農林水産省は、3月21日、政府から出された農作物や生鮮食品等の出荷停止令や摂取制限への呼びかけを受け、連日、食品小売業者や流通関連業者に対し、円滑な流通の確保と安定供給の必要性を訴えている。3月21日、政府は暫定規制値を超える放射性物質が検出された農産物について、東京電力福島第一原子力発電所の事故の影響と認定し、原子力災害対策特別措置法に基づき、福島・茨城・栃木・群馬の4県に対して、県単位で出荷停止を指示した。指示対象になる品目は4県産のホウレンソウ、かき菜と、福島県産の原乳で、露地物かハウス物かなどにかかわらず、県内全域での生産品が対象になった。また、3月23日には、茨城県の原乳とパセリを出荷制限、福島県のホウレンソウ・コマツナ・キャベツ・ブロッコリー・カリフラワー等に対して出荷自粛および摂取制限も指示した。

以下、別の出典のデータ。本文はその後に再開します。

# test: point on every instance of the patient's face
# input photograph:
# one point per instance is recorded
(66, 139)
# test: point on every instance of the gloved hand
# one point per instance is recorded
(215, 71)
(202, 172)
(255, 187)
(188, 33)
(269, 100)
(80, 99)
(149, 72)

これら農作物等の出荷制限に関して、農水省は卸売市場の卸売業者(中央卸売市場88社、地方卸売市場48社)に対して聞き取り調査を実施。3月22日時点では、西日本の市場はほぼ平常取引、対象県以外の品目については全国的にほぼ平常通りであったが、東日本の市場の一部において、対象県の対象品目以外の品目についても、小売業者から敬遠の動きがあり、特に葉物については市場の値が付かない事例も出たという。このような事態を受け、農水省では、出荷制限対象地域外の地域品目や対象地域内の対象品目以外の生鮮食品については、暫定基準値を超える放射線物質の検出など科学的・客観的な根拠に基づく出荷自粛が行われる場合を除いて、円滑な流通を確保し、消費者に安定的に供給するよう、再度食品小売業者等に理解を求めている。